I sometimes pay attention to my eyes’ super-high “frame rate,” usually when deliberately perceiving a road I’m about to turn onto with a 180 degree span I have to watch for cars. That’s when I realize it’s my brain’s “capture software” that limits me, not my wonderful eyes.
After seeing The Hobbit and Avatar 2, I have also concluded my brain is not wired for >24fps video. It feels like someone left a DVD on fast-forward. I grew up watching cartoons animated on the 2’s and sometimes on the 4’s, and I knew it was done poorly, but that's what was available. South Park hearkens back to that era where the audio was more important than the video. The only sequence in Hobbit which didn’t feel like my eyes were being deliberately insulted was the goblin cave sequence, and that’s because I subconsciously connected it to Fraggle Rock, which was high framerate and set in underground caverns.
However, I would love to watch a re-cut of Hobbit and LOTR with 48-60fps only while someone is wearing the One Ring. It would add to the otherworldliness of seeing the world through Sauron’s tool.
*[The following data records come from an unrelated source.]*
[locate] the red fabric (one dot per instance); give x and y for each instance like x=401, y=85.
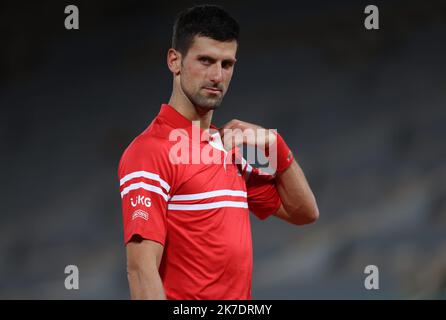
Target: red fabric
x=198, y=212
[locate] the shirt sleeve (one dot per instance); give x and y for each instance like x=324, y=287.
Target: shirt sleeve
x=145, y=183
x=263, y=197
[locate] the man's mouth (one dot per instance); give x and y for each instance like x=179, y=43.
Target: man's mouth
x=212, y=89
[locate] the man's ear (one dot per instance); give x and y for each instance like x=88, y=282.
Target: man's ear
x=174, y=61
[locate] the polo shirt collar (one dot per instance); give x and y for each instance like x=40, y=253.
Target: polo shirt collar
x=170, y=115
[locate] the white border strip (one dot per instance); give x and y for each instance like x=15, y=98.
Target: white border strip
x=145, y=186
x=205, y=206
x=145, y=174
x=209, y=194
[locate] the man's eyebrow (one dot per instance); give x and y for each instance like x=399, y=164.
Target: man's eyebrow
x=204, y=56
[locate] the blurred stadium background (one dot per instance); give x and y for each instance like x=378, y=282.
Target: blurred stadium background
x=365, y=112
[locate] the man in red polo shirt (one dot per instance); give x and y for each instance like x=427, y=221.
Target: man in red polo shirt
x=186, y=189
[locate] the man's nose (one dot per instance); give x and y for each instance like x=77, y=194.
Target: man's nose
x=216, y=75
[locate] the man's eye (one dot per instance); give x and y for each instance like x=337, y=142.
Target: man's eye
x=205, y=60
x=227, y=65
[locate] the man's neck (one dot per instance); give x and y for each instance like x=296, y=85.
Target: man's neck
x=189, y=111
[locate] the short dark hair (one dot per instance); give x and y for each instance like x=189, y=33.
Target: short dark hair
x=204, y=20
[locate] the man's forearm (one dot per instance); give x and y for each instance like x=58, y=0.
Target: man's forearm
x=297, y=198
x=146, y=285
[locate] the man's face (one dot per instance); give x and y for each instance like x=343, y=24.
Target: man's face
x=206, y=71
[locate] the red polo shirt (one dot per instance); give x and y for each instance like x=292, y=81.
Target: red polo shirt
x=180, y=191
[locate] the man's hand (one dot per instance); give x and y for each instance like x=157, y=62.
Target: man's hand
x=298, y=202
x=237, y=132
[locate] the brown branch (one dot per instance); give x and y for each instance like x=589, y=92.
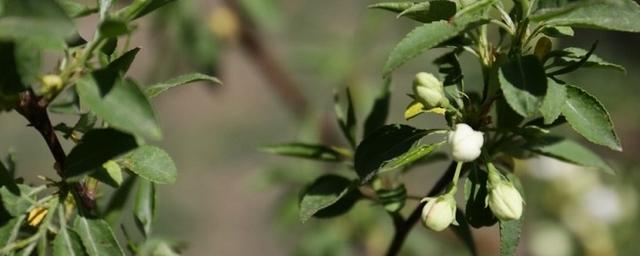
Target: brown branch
x=279, y=79
x=34, y=109
x=403, y=228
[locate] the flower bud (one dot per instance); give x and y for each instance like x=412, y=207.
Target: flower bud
x=429, y=91
x=439, y=212
x=505, y=201
x=466, y=143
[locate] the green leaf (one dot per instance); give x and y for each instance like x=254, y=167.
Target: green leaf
x=510, y=237
x=9, y=230
x=97, y=147
x=414, y=154
x=35, y=20
x=97, y=237
x=111, y=28
x=303, y=150
x=347, y=124
x=620, y=15
x=124, y=106
x=145, y=206
x=74, y=9
x=568, y=151
x=118, y=201
x=385, y=144
x=589, y=118
x=67, y=242
x=425, y=12
x=427, y=36
x=463, y=231
x=524, y=84
x=322, y=193
x=151, y=163
x=380, y=110
x=18, y=203
x=553, y=102
x=475, y=192
x=156, y=89
x=572, y=56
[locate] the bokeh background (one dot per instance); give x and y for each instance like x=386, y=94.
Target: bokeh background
x=280, y=61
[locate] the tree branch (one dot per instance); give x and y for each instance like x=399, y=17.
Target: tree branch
x=403, y=229
x=34, y=109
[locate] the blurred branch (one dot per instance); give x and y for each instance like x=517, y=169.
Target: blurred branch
x=279, y=79
x=403, y=228
x=34, y=109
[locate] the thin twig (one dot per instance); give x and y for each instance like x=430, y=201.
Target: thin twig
x=403, y=228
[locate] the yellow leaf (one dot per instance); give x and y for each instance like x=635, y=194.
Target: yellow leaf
x=414, y=109
x=36, y=216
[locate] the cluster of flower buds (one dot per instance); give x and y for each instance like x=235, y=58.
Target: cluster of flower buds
x=439, y=212
x=504, y=199
x=429, y=91
x=466, y=143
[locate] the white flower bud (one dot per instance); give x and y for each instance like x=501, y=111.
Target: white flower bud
x=466, y=143
x=505, y=201
x=439, y=213
x=429, y=91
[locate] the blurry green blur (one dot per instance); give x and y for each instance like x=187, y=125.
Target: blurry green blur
x=231, y=199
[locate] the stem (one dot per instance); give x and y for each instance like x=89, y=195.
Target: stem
x=403, y=228
x=34, y=109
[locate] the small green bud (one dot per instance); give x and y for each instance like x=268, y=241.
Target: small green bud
x=429, y=91
x=439, y=212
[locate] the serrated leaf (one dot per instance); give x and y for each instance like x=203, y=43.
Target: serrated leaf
x=304, y=150
x=124, y=106
x=408, y=158
x=156, y=89
x=74, y=9
x=589, y=118
x=571, y=56
x=425, y=37
x=97, y=237
x=151, y=163
x=568, y=151
x=619, y=15
x=510, y=237
x=17, y=204
x=553, y=102
x=322, y=193
x=67, y=242
x=425, y=12
x=385, y=144
x=97, y=147
x=380, y=110
x=524, y=84
x=145, y=206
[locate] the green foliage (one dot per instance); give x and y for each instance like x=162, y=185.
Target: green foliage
x=112, y=117
x=523, y=97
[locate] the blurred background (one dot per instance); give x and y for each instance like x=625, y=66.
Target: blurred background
x=280, y=61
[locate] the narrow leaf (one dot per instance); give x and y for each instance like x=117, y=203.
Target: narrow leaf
x=97, y=147
x=303, y=150
x=524, y=84
x=151, y=163
x=97, y=237
x=156, y=89
x=589, y=118
x=385, y=144
x=322, y=193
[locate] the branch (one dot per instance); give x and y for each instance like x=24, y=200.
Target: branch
x=34, y=109
x=403, y=229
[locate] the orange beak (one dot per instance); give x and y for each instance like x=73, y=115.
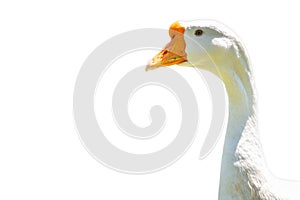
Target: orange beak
x=174, y=51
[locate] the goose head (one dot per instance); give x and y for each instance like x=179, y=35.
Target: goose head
x=199, y=44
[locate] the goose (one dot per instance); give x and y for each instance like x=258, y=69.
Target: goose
x=244, y=174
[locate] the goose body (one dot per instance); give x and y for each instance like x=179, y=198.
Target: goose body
x=244, y=173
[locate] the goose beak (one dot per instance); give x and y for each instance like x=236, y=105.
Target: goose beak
x=174, y=52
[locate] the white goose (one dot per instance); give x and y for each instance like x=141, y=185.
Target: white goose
x=244, y=174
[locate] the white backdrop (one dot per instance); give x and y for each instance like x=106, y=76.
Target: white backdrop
x=42, y=47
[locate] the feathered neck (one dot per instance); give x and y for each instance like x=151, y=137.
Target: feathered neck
x=243, y=168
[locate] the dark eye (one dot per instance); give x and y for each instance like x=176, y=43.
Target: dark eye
x=198, y=32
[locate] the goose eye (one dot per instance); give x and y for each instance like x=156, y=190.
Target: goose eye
x=198, y=32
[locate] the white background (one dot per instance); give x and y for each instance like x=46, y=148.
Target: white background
x=42, y=47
It's not cope, but I agree that would make a cool cut. In my other response I fleshed out my argument a bit and mentioned Run Lola Run which did something similar with FPS switches. It's just worth analyzing why the different FPS makes you feel things differently and the possibility that there are actual reasons 24 has remained the standard and is vastly preferred by enthusiast in a way that hasn't happened for other tech advances, like digital film, CG, etc beyond the incurious "cope" argument.